Referring now to the drawings in general, and FIGS. 1, 7, 8, 9, 10A, 10B, 10C, 11A, 11B, 11C, and 11D in particular, it will be understood that the illustrations are for the purpose of describing one or more aspects and/or embodiments of the invention and are not intended to limit the invention thereto. As seen in FIGS. 1, 7, 8, 9, 10A, 10B, 10C, 11A, 11B, 11C, and 11D, a stirling engine, generally designated 12, is shown according to the present invention. The stirling engine 12 includes at least two fluid chambers 14, 14′ including a displacer 40 and a movable seal 16 separating the at least two fluid chambers 14, 14′. The stirling engine 12 further may include any one of at least one heat source 22, at least one heat sink 24, at least one converter 20, or any combination of any two or more of the preceding.

The at least one heat source 22 may have any structure that permits a stirling engine 12 to perform its function. Examples include, without limitation, any one of a solar heat source, a fossil fuel-fired heat source, a heat recoverer for recovering heat from another process, or any combination of any two or more of the preceding.
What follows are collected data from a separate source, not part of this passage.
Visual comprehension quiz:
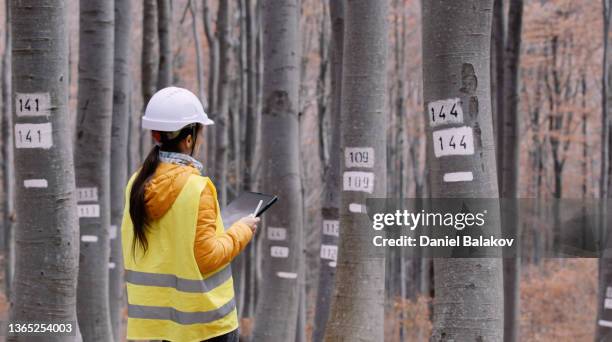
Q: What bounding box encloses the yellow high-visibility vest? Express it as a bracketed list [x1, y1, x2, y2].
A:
[121, 173, 238, 342]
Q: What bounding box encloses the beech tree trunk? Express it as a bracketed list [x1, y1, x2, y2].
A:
[141, 0, 158, 160]
[597, 1, 612, 339]
[323, 0, 388, 340]
[214, 0, 231, 206]
[252, 0, 303, 340]
[75, 1, 114, 340]
[422, 1, 504, 340]
[9, 1, 80, 341]
[157, 0, 172, 89]
[2, 0, 14, 298]
[501, 1, 523, 341]
[109, 0, 131, 339]
[313, 1, 342, 340]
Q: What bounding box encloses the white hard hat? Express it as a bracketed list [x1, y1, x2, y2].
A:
[142, 86, 214, 132]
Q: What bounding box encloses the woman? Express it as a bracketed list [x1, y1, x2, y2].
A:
[121, 86, 258, 342]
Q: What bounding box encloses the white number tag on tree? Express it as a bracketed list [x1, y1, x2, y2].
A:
[322, 220, 339, 237]
[267, 227, 287, 241]
[76, 187, 98, 203]
[432, 126, 474, 157]
[271, 246, 289, 258]
[14, 123, 53, 149]
[343, 171, 374, 193]
[345, 147, 374, 168]
[77, 204, 100, 218]
[320, 244, 338, 261]
[16, 93, 51, 117]
[428, 98, 464, 127]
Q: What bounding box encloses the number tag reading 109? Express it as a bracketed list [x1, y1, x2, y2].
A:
[432, 126, 474, 157]
[15, 123, 53, 149]
[345, 147, 374, 168]
[343, 171, 375, 193]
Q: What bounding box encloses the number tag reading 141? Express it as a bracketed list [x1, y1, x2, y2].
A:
[14, 123, 53, 149]
[428, 98, 464, 127]
[16, 93, 51, 117]
[432, 126, 474, 157]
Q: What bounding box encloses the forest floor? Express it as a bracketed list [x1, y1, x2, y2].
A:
[0, 258, 596, 341]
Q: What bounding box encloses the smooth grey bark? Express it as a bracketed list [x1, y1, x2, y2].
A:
[157, 0, 172, 89]
[252, 0, 303, 340]
[422, 1, 504, 341]
[141, 0, 158, 160]
[492, 0, 504, 186]
[2, 0, 15, 298]
[214, 0, 231, 206]
[500, 1, 523, 341]
[75, 0, 114, 340]
[9, 1, 80, 341]
[203, 1, 218, 172]
[323, 0, 388, 340]
[598, 1, 612, 340]
[109, 0, 131, 339]
[313, 1, 341, 341]
[189, 0, 206, 102]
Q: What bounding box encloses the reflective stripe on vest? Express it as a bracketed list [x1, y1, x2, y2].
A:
[128, 298, 236, 325]
[125, 265, 232, 293]
[121, 173, 238, 341]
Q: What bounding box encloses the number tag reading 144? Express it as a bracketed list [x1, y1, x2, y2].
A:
[428, 98, 464, 127]
[432, 126, 474, 157]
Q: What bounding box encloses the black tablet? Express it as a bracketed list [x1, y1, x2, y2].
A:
[220, 191, 278, 227]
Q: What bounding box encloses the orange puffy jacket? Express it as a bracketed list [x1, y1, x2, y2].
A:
[143, 162, 253, 274]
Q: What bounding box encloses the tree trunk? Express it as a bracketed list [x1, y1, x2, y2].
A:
[75, 1, 115, 340]
[313, 1, 342, 341]
[189, 0, 206, 102]
[157, 0, 172, 89]
[492, 0, 504, 187]
[109, 0, 131, 339]
[214, 0, 231, 206]
[500, 1, 523, 341]
[422, 1, 504, 340]
[9, 1, 80, 341]
[597, 1, 612, 339]
[141, 0, 158, 161]
[2, 0, 15, 298]
[323, 0, 388, 340]
[252, 0, 303, 340]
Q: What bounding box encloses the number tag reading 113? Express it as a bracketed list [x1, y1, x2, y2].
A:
[432, 126, 474, 157]
[428, 98, 464, 127]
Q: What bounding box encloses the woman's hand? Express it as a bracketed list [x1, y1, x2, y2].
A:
[239, 216, 260, 234]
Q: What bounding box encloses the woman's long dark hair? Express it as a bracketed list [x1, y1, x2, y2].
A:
[129, 124, 200, 255]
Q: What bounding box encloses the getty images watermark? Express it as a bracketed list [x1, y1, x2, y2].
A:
[363, 198, 611, 258]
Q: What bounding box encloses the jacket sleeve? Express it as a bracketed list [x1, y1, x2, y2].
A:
[194, 183, 253, 274]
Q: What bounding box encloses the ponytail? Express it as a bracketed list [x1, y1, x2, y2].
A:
[129, 144, 161, 255]
[128, 123, 201, 256]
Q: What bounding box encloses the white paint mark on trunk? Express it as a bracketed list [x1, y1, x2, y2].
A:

FIGS. 11A, 11B, 11C, and 11D include an example of a fossil fuel-fired heat source, namely, a burner. Such fossil fuel-fired heat source may include, without limitation, any one of a petroleum-based-fired heat source, a coal-based-fired heat source, a natural-gas-based-fired heat source, a peat-based-fired heat source, a wood-based-fired heat source, a corn-based-fired heat source, or any combination of any two or more of the preceding.

A stirling engine 12 may include a heat-recovery mechanism 42 as illustrated in FIGS. 11A, 11B, 11C, and 11D. Alternatively or additionally, a heat recoverer may be used to recover heat from another process. As a non-limiting example, a heat recoverer may be capable of handling exhaust from another process or operation and recover the energy from such exhaust.

A heat sink 24 may be made using a material or combination of materials having any one of a relatively high specific heat, a relatively high thermal conductivity, or any combination of any of two or more of the preceding. In this manner, energy may be removed from a working fluid proximate to a heat sink 24 and thereby facilitate a more effective operation of a stirling engine according to an aspect of the present invention. In another aspect, a heat sink 24 further may include at least one mechanism 66 capable of facilitating force convection, such as, for example, the fins shown in FIGS. 7, 8, and 9. This too may facilitate a more effective operation of a stirling engine according to an aspect of the present invention. An alternative or additional mechanism 66 capable of facilitating force convection includes a fan as illustrated in FIGS. 11B and 11C.

Returning to FIGS. 7, 8, and 9, a converter 20 may include any one of a mechanical converter (see e.g., FIG. 9), an electromagnetic converter 72 capable of converting motion into electricity (see e.g., FIG. 7), a fluidic converter 74 capable of converting motion into fluid pressure (see e.g., FIG. 8), or any combination of any two or more of the preceding. A mechanical converter further may include at least one magnetic coupling 70 (not shown).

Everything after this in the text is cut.